Sans surprise majeure, donc, mais sans fausse note non plus.

Le Cola Citron referme la vague dans les règles de l'art : le citron sert d'exhausteur, comme au bar, léger et jamais acide, pour un résultat qui tient la promesse du duo le plus classique qui soit.
Ce n'est pas cola plus arôme. C'est le cola transformé par l'arôme, ce qui n'a rien à voir.
VAGUE 2 : LE COLA QUI PERD LA MAIN
Peu avant de boucler cet article, la deuxième vague débarque : Cerise, Mûre, Pêche. Et là, le territoire change de nature. On passe du cola qui laisse de la place à un registre plein sucre, presque liquoreux, où les résistances trinquent nettement plus vite qu'avec la première fournée. CDS Lab semble avoir lâché les chevaux sur le dosage.

La Cerise aurait pu sombrer dans le cliché du chimique pour le chimique, une cerise vulgaire façon cannette de soda premier prix. Elle ne le fait pas : du relief, une pointe florale qui traîne derrière la griotte, du caractère. Simplement, elle prend clairement le pilotage de la recette et laisse moins d'air au cola.
La Mûre, elle, refuse la facilité du mélange fruit noir classique, mûre-cassis-et-compagnie : juste la base cola et un seul arôme, assumé sans fioriture, bien marqué, généreux.
Et puis il y a la Pêche, sans doute la plus flatteuse des sept, une pêche jaune, juteuse, pleine de soleil, mais tellement présente qu'on en oublie qu'il s'agit d'un cola. Le cola recule d'un pas et laisse la pêche occuper toute la scène.


LES RITUELS TECHNIQUES
Chaque flacon Banger'z pèse 120 ml pour 100 ml de liquide shortfill, sans nicotine, prêt à recevoir un ou deux boosters selon qu'on vise 3 ou 6 mg. Le ratio reste fixe à 50/50 PG/VG, et la base est intégralement végétale, un vrai plus pour les becs sensibles. Ce ratio équilibré permet de faire tourner la gamme sur à peu près tout, du pod simple au dripper pour les plus curieux. Seul vrai point de vigilance : les recettes de la deuxième vague, plus sucrées, méritent un coil qu'on change plus souvent.
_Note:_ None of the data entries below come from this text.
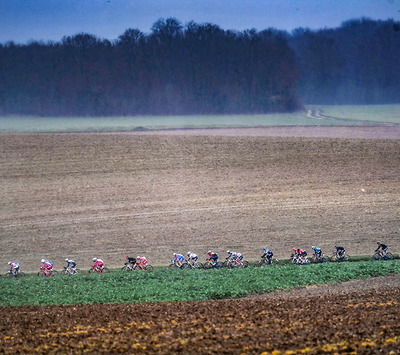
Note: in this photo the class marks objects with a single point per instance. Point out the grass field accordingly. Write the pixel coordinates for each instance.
(376, 113)
(353, 115)
(181, 285)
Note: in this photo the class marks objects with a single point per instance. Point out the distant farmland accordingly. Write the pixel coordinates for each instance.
(346, 115)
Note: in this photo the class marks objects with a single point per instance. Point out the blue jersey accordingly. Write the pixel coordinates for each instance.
(179, 257)
(71, 263)
(14, 266)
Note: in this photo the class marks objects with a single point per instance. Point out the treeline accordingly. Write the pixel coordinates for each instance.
(357, 63)
(196, 69)
(202, 69)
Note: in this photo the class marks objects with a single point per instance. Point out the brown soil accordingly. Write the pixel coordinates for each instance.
(109, 195)
(362, 320)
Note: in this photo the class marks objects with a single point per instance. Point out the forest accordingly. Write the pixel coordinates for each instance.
(202, 69)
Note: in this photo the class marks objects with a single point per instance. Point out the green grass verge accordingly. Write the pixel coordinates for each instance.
(367, 113)
(349, 115)
(181, 285)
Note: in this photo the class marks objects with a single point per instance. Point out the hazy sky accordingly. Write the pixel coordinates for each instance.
(25, 20)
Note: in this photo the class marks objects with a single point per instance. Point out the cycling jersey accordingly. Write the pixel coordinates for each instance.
(14, 266)
(131, 260)
(179, 257)
(317, 251)
(383, 247)
(47, 264)
(193, 257)
(99, 263)
(71, 263)
(267, 254)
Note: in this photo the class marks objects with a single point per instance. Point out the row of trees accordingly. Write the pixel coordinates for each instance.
(196, 69)
(202, 69)
(357, 63)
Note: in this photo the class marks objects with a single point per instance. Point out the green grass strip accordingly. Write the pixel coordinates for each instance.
(181, 285)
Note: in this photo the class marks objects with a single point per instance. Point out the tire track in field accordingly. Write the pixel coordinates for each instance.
(186, 211)
(319, 115)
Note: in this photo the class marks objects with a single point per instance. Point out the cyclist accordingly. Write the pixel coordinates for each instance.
(213, 257)
(98, 264)
(302, 255)
(14, 267)
(237, 257)
(230, 254)
(339, 251)
(142, 262)
(268, 254)
(383, 247)
(47, 266)
(179, 258)
(71, 265)
(317, 251)
(192, 257)
(131, 260)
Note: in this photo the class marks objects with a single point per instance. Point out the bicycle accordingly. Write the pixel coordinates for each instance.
(98, 270)
(70, 271)
(190, 264)
(379, 256)
(128, 267)
(237, 264)
(46, 272)
(319, 259)
(175, 265)
(211, 264)
(339, 258)
(265, 262)
(299, 260)
(15, 274)
(146, 267)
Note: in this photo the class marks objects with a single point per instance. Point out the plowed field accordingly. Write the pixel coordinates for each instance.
(109, 195)
(364, 320)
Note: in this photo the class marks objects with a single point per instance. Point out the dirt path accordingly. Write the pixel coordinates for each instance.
(352, 132)
(364, 322)
(375, 283)
(110, 195)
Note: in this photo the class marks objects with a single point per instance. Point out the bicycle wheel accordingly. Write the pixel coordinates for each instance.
(376, 256)
(389, 256)
(198, 265)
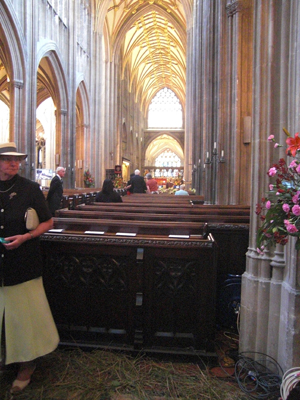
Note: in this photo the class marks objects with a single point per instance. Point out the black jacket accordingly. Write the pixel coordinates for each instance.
(55, 194)
(25, 262)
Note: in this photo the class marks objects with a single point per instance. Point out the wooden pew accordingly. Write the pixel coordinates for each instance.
(149, 215)
(158, 209)
(148, 292)
(138, 227)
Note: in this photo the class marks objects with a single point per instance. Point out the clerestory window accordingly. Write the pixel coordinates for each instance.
(165, 110)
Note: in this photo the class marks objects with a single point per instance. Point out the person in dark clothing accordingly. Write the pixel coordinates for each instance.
(129, 187)
(27, 328)
(107, 194)
(138, 183)
(56, 190)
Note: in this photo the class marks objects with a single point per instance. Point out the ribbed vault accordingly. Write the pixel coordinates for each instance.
(152, 38)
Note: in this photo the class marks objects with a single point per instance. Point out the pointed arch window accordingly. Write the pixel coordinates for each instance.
(165, 110)
(167, 159)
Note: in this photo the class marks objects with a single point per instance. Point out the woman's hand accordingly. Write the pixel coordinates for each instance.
(17, 240)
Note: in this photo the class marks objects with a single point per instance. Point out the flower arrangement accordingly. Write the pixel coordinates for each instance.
(88, 180)
(280, 210)
(118, 182)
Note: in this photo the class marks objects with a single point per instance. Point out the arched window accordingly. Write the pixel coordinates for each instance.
(168, 159)
(4, 122)
(165, 110)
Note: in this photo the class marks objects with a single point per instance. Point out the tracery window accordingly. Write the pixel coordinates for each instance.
(165, 110)
(167, 159)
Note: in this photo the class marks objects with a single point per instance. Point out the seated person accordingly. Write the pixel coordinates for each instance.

Les quatre premières, à l'inverse, ont remarquablement préservé la durée de vie des résistances, signe d'une recette pensée avec soin plutôt que balancée à l'arrache.
BILAN : LES MEILLEURS PILLARDS DE LA VAPE FRANÇAISE
S'il fallait ranger les sept, du sommet à la simple bonne surprise, le Dragon trône seul en haut, seule recette de la gamme à donner cette sensation d'avoir touché une destination inconnue.
La Vanille suit de très près, premier vrai coup de cœur du lot et même tour de force que le Dragon, en plus retenu.
Le Citron ferme le podium, juste et net, sans fausse note.
Vient ensuite la Cerise, superbe mais déjà plus autoritaire envers le cola qu'elle accompagne.
La Mûre, franche et généreuse, mais vite racontée.
La Pomme, solide sans jamais surprendre.
Et la Pêche en dernier, pas par manque de qualité, elle est même la plus belle démonstration de fruit du lot, mais parce qu'elle finit par faire exactement ce qu'aucune des six autres ne fait : elle efface le cola.
CDS Lab livre là une gamme d'un sérieux rare sur un terrain qu'on croyait épuisé, le cola aromatisé, avec une vague 1 qui tient la corde nettement plus haut qu'une vague 2 plus gourmande et plus sucrée.
Mais avec le recul, ce n'est pas vraiment de sept recettes qu'il s'agit.
Pendant un mois, on a cru tester des liquides.
En réalité, on a surtout découvert qu'on pouvait construire tout un univers autour d'un simple soda.
C'est ça, finalement, la vraie réussite de Banger'z.
Le vapotage est une aide au sevrage tabagique.
Ne vapotez pas si vous ne fumez pas.